= Frank Plicka =

Australian street photographer

Frank Plicka (11 June 1926 - 9 December 2010 in Sydney, Australia) was a Czech-born Australian photographer best known for his book Streets of Sydney, a tour of Sydney documented in black and white photographs taken over a period of 30 years. The images depict life in and around Sydney streets, pubs, bars, galleries and beaches.

==Biography==
Plicka was born in 1926 in the mining town of Kladno, former Czechoslovakia. His father was a miner who struggled to provide for his family.

After completing elementary school with high marks, he enrolled in an elite gymnasium in 1937. After World War II, he continued his studies at Charles University of Prague and graduated with a degree in education. Until 1968, he was involved in sports professionally, coaching top Czech swimmers. In 1967, he was awarded the title of Coach of the Year.

In 1968, after the Warsaw Pact invasion of Czechoslovakia, he fled to Australia. He settled in Sydney and became interested in street photography.
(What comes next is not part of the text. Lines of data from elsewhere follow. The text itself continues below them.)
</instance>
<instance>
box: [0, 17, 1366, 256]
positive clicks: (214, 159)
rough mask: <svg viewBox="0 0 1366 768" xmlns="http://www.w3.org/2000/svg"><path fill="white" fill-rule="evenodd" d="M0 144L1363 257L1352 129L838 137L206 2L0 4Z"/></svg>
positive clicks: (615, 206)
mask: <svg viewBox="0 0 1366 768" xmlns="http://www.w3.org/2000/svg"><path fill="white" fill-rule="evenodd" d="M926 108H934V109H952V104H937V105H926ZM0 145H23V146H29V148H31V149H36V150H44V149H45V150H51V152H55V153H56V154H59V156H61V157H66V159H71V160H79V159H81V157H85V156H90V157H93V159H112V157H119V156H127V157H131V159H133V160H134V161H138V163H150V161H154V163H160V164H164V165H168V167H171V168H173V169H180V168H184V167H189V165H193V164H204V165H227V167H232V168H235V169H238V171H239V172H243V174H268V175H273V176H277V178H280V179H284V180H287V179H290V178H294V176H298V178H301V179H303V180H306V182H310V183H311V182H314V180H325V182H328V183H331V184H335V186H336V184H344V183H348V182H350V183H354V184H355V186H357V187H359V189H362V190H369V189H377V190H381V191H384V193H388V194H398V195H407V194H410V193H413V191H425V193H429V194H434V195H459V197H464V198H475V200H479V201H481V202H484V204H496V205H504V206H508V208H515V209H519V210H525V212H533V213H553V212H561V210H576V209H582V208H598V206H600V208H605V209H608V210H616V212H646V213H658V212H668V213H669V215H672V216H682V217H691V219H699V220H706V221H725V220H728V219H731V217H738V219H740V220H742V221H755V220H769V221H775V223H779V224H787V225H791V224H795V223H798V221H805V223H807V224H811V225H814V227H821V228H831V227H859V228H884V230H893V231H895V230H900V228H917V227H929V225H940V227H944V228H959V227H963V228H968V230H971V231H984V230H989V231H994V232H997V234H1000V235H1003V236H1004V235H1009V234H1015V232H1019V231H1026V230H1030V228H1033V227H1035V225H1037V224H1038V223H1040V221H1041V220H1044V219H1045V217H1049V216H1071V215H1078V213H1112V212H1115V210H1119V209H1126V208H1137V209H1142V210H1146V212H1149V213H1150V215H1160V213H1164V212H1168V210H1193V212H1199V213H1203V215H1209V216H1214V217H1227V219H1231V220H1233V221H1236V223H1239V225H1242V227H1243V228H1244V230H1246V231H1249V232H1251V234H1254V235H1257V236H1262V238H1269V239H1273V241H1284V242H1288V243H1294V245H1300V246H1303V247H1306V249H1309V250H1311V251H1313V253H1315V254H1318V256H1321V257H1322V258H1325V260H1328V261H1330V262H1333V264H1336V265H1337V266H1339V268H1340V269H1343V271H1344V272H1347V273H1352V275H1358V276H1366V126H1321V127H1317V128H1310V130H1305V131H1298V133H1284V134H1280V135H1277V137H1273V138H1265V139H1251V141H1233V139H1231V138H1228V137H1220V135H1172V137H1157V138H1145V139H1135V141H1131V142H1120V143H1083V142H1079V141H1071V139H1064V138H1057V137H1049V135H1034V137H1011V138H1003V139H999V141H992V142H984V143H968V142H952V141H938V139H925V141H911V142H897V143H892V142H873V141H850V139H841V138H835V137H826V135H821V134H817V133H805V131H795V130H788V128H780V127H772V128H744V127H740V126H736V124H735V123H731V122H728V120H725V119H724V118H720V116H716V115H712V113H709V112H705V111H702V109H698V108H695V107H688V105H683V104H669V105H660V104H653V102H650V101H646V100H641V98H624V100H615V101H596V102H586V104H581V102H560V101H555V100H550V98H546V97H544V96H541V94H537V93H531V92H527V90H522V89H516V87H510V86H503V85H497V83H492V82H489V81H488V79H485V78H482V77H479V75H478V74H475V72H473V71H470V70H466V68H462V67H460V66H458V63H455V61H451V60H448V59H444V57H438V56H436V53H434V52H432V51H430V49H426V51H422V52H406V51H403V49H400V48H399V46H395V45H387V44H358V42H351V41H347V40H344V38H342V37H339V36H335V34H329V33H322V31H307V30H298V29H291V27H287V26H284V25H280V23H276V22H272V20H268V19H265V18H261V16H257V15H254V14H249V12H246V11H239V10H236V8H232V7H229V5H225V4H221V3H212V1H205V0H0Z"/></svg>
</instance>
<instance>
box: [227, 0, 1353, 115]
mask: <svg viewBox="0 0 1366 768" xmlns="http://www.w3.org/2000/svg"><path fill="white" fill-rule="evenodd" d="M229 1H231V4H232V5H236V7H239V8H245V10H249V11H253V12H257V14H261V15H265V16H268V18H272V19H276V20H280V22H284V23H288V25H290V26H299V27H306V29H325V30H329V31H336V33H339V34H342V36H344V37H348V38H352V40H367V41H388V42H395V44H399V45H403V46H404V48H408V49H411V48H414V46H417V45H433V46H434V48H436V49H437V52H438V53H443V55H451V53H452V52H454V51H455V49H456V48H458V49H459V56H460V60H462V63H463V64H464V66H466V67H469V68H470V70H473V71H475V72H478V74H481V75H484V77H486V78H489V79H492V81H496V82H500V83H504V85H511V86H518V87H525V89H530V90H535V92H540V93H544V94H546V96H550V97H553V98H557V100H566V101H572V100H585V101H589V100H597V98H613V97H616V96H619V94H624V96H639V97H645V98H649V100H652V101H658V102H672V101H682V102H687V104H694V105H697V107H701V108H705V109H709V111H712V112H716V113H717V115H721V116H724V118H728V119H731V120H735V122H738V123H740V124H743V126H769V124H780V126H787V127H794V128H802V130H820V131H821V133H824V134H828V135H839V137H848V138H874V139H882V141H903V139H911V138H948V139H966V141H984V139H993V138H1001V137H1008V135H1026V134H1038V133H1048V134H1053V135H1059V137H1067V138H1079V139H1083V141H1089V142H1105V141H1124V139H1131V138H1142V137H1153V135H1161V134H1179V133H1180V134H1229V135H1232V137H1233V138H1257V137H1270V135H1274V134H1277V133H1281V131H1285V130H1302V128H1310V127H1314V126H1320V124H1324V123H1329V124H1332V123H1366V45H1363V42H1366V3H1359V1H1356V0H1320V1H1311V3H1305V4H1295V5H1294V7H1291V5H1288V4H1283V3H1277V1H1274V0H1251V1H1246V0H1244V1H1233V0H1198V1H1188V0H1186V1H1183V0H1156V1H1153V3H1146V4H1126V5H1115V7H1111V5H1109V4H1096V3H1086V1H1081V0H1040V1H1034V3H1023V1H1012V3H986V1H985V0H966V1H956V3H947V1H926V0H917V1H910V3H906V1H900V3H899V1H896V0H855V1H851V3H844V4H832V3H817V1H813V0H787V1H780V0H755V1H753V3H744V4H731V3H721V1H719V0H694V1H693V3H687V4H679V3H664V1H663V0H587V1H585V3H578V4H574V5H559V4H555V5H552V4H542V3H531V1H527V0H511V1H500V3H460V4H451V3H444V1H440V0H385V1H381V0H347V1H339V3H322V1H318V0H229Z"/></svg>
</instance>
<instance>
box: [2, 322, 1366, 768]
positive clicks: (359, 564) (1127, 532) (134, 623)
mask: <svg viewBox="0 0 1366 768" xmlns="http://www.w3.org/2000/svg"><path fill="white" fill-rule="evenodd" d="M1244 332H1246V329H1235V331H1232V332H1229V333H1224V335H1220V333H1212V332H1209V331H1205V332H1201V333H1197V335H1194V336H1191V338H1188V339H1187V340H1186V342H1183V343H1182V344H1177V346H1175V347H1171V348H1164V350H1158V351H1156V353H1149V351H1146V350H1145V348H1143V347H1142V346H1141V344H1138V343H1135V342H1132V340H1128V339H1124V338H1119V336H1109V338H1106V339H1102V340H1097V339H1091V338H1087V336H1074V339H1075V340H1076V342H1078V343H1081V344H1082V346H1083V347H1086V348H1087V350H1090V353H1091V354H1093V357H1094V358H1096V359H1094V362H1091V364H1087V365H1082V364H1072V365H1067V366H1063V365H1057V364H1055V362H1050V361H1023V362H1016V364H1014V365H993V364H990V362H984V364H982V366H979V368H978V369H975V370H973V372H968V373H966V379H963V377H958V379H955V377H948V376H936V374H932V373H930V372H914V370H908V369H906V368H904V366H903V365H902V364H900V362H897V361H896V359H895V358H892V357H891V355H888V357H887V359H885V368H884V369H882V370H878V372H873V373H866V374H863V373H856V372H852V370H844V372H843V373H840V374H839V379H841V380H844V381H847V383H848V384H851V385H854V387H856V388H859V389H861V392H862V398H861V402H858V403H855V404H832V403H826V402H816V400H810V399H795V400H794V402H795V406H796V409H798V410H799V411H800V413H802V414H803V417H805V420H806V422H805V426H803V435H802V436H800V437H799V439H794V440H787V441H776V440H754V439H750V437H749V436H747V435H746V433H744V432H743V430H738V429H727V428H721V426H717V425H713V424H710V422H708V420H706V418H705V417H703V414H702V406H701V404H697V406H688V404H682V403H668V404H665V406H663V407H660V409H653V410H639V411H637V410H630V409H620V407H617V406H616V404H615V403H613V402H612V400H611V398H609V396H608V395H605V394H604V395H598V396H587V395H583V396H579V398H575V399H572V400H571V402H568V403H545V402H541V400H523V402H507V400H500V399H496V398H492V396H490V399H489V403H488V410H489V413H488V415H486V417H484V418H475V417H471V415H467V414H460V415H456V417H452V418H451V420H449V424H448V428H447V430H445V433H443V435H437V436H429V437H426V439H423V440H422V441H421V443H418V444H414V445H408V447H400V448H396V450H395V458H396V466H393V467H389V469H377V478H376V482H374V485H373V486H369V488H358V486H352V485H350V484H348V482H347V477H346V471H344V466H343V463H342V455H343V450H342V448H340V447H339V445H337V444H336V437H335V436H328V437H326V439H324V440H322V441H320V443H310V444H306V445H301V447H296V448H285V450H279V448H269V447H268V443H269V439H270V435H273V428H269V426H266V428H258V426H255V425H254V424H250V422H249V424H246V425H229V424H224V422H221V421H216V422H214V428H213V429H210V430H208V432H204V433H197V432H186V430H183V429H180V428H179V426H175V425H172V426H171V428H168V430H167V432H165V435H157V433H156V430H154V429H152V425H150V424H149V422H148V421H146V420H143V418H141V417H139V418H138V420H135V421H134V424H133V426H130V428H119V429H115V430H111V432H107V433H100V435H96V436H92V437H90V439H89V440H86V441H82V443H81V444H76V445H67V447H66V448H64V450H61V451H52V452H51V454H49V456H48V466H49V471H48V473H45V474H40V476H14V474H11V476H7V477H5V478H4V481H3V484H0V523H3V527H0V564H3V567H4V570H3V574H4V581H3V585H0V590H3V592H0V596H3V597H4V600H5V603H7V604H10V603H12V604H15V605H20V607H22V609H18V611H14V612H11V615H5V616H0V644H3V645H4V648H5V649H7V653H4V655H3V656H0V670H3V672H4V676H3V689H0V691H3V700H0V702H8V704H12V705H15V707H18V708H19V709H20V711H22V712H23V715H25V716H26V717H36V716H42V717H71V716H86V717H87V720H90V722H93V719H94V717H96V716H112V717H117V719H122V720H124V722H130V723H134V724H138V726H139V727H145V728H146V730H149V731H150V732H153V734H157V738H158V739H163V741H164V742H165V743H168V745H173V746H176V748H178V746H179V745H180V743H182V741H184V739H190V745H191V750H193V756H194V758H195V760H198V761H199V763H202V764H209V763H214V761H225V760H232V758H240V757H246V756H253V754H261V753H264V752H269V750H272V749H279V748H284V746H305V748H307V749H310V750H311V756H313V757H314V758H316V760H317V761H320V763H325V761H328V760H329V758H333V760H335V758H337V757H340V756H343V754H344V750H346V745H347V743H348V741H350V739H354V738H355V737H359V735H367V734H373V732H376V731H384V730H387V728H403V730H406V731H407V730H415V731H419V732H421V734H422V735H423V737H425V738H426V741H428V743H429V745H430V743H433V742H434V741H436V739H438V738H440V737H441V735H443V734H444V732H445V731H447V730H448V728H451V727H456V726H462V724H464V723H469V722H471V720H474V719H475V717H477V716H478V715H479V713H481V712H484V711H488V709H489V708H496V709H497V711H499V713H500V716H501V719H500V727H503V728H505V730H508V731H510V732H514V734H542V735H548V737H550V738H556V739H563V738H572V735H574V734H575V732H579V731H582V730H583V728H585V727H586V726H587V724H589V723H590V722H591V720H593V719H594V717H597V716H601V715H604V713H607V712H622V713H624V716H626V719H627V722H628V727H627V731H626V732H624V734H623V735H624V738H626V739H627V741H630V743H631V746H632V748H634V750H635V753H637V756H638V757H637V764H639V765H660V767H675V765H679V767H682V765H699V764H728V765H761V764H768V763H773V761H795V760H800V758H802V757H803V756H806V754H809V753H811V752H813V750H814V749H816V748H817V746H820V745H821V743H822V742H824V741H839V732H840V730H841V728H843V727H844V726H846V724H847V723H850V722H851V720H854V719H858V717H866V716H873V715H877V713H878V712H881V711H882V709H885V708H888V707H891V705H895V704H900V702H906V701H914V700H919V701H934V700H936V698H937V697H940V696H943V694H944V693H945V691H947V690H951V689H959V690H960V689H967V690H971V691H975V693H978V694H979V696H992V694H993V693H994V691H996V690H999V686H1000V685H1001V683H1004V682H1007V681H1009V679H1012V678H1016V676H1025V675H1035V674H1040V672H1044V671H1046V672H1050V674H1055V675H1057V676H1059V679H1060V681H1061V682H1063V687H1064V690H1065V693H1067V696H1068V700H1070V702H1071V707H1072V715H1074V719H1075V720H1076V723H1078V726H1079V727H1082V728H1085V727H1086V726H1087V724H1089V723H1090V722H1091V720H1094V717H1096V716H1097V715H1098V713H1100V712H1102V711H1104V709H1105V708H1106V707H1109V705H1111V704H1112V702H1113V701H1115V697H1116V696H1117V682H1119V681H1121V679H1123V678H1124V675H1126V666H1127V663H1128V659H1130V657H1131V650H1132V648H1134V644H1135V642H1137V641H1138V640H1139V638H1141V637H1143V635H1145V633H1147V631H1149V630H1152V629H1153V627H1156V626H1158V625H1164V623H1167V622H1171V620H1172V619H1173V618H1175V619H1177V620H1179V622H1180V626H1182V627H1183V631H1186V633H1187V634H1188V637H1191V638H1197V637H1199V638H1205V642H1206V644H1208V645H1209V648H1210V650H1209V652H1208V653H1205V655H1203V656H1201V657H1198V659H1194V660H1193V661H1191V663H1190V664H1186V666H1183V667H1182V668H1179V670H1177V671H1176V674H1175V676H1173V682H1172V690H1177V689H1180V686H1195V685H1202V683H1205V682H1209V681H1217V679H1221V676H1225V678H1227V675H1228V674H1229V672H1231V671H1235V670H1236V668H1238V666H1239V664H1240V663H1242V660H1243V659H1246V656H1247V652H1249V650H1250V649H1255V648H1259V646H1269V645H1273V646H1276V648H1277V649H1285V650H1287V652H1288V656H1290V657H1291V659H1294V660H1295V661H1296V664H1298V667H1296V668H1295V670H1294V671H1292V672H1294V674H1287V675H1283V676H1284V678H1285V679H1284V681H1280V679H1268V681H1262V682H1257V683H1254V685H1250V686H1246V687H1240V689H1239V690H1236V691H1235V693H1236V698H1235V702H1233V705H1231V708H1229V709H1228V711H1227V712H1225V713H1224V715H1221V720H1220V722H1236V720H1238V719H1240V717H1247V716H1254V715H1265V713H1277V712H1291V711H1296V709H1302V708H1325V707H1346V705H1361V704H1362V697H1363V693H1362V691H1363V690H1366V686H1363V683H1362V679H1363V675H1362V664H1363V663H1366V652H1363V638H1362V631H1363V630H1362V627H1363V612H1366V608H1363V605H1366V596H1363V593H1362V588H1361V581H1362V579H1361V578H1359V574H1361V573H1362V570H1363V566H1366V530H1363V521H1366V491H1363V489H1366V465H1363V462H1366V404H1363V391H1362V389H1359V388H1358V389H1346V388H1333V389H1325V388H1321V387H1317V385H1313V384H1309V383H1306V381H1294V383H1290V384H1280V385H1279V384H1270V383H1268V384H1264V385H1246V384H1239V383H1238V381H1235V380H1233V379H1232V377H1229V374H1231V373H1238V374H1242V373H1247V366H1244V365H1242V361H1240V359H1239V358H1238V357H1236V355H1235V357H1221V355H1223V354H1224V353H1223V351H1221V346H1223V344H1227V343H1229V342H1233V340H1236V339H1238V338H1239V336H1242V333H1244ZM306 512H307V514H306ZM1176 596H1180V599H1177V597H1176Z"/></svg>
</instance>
Besides Australia, he spent a year photographing in Africa (1970s) and three years in Asia (1980s). He held several exhibitions in Sydney and completed three books, although only his book on Sydney was published.

==Work==

Cover of Plicka's first and only published book, Streets of Sydney

From early age, Plicka was involved in sports and his desire to catch all moments led him to sports photography. As a sports photographer, he photographed in six European countries, including Russia.

His trademark is candid black-and-white photography. He has been using different cameras during 65 years of work, but since 1952, he has been using Leica cameras, mainly his favourite Leica M3. He uses 35 mm and 50 mm lenses for his work.

Plicka has been processing his photos on his own from his beginnings. He changed from darkroom to digital/computer processing in 2004.